Celles-ci devraient pourtant être substantielles : la CE pourrait proposer un ensemble d’allègements considérables des formalités et contrôles douaniers, en particulier sur les produits venus de Grande-Bretagne voués à rester en Irlande du Nord. Bruxelles ne ménage pas ses efforts pour trouver des solutions pérennes aux perturbations causées par les charges administratives induites par le protocole dans l’approvisionnement de marchandises vers la province. Des propositions qui pourraient tout au moins faire office de base de négociation.

Ce n’est en tout cas pas à ce stade l’avis du gouvernement de Boris Johnson, dont les priorités sont d’une toute autre nature. La principale exigence de David Frost : retirer à la Cour de justice de l’Union européenne (CJUE) son rôle dans le processus d’arbitrage en Irlande du Nord. Une demande à laquelle la CE a toujours exclu d’accéder qui est largement perçue comme une posture politique à Bruxelles. Et qui peut surtout faire douter de la bonne volonté de Londres, comme l’expliquait lundi le ministre irlandais des Affaires étrangères. « La vérité, c’est qu’ils savent que l’Union européenne ne peut pas bouger sur ce point, et ils le demandent quand même (…) Chaque fois que l’UE avance de nouvelles propositions pour essayer de régler les problèmes, celles-ci sont rejetées avant même leur publication. Cette fois c’est encore plus sérieux. (…), s’est alarmé Simon Coveney. Cette nouvelle ligne rouge, personne en Irlande du Nord ne la réclame ».

Le spectre d’une guerre commerciale

L’entêtement du gouvernement britannique fait craindre une dangereuse escalade des tensions ces prochaines semaines dont le risque serait de déclencher une guerre commerciale entre les deux blocs. A en croire Politico, Londres projetterait ainsi d’activer l’article 16 du protocole d’ici Noël, lequel permet à chacune des parties, en cas de « sérieuses difficultés économiques, sociétales ou environnementales susceptibles de persister ou de flux commerciaux détournés » de suspendre la mise en œuvre de tout ou partie de ses dispositions. L’option serait « soutenue par les membres les plus modérés du gouvernement Johnson », indique le média américain. Une telle décision autoriserait alors l’UE à prendre des mesures de rétorsions « proportionnées », telles que l’instauration de taxes ou de quotas. « Plusieurs Etats membres ont demandé à la Commission de se préparer à toutes les éventualités. Nous le serons », a prévenu la semaine dernière le vice-président de la CE Maros Sefcovic.

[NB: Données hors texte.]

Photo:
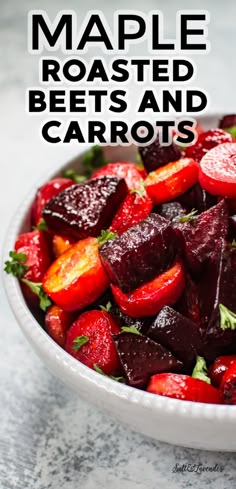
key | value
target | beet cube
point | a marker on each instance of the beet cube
(156, 155)
(142, 324)
(84, 210)
(172, 211)
(199, 237)
(228, 121)
(178, 334)
(140, 253)
(197, 198)
(218, 286)
(188, 304)
(140, 358)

Ce scénario noir n’a toutefois rien d’inéluctable, comme l’explique Elvire Fabry de l’Institut Jacques Delors. « A court terme, Londres tire plus de bénéfices politiques en agitant cette menace qu’en la mettant à exécution. Cette attitude consistant à blâmer l’UE sert de diversion alors que la réduction des échanges à la frontière nord-irlandaise n’est qu’un reflet des coûts économiques plus larges du Brexit, qui deviennent chaque jour plus évidents », analyse la chercheuse. « Mais le gouvernement britannique reste sur une logique de chantage qui rappelle la menace du ‘no deal’. Faire voler en éclat de cette manière ce protocole que Boris Johnson a lui-même signé aurait, au-delà de sa relation avec l’UE, des conséquences désastreuses pour l’image du Royaume-Uni à l’international. Boris Johnson qui compte beaucoup sur un rapprochement avec les Etats-Unis devrait en particulier être réceptif à la pression mise par Joe Biden pour qu’un accord soit trouvé rapidement avec l’UE », conclut cette spécialiste du Brexit et des relations commerciales de l’UE.